Reconstituted Slow Muscarinic Inhibition of Neuronal (Ca V1.2c) L-Type Ca 2+ Channels

Abstract

Ca 2+ influx through L-type channels is critical for numerous physiological functions. Relatively little is known about modulation of neuronal L-type Ca 2+ channels. We studied modulation of neuronal Ca V1.2c channels heterologously expressed in HEK293 cells with each of the known muscarinic acetylcholine receptor subtypes. G αq/11-coupled M1, M3, and M5 receptors each produced robust inhibition of Ca V1.2c, whereas G αi/o-coupled M2 and M4 receptors were ineffective. Channel inhibition through M1 receptors was studied in detail and was found to be kinetically slow, voltage-independent, and pertussis toxin-insensitive. Slow inhibition of Ca V1.2c was blocked by coexpressing RGS2 or RGS3T or by intracellular dialysis with antibodies directed against G αq/11. In contrast, inhibition was not reduced by coexpressing βARK1ct or G αt.

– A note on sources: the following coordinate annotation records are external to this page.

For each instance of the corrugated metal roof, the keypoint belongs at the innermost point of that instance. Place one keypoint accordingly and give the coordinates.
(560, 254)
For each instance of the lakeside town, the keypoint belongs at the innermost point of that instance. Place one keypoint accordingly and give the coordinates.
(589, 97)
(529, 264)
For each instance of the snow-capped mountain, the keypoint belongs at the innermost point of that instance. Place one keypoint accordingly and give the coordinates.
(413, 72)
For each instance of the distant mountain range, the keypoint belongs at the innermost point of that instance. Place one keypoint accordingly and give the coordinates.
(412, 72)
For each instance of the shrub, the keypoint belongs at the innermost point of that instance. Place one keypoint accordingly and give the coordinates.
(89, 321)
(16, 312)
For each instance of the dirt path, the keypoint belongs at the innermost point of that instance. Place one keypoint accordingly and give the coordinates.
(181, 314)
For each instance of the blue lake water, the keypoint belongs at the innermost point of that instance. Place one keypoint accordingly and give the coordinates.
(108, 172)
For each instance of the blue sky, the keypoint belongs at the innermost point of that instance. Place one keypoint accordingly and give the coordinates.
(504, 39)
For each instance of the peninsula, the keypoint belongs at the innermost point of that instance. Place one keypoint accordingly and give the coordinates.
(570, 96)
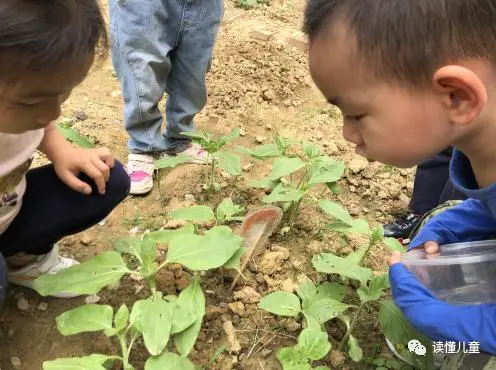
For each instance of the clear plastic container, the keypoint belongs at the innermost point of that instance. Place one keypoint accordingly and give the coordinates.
(462, 273)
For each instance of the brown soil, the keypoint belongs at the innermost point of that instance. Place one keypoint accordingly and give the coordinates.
(263, 87)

These results indicate that slow inhibition required signaling by G αq/11, but not G βγ, subunits. Slow inhibition did not require Ca 2+ transients or Ca 2+ influx through Ca V1.2c channels. Additionally, slow inhibition was insensitive to pharmacological inhibitors of phospholipases, protein kinases, and protein phosphatases. Intracellular BAPTA prevented slow inhibition via a mechanism other than Ca 2+ chelation. The cardiac splice-variant of Ca V1.2 (Ca V1.2a) and a splice-variant of the neuronal/neuroendocrine Ca V1.3 channel also appeared to undergo slow muscarinic inhibition. Thus, slow muscarinic inhibition may be a general characteristic of L-type channels having widespread physiological significance.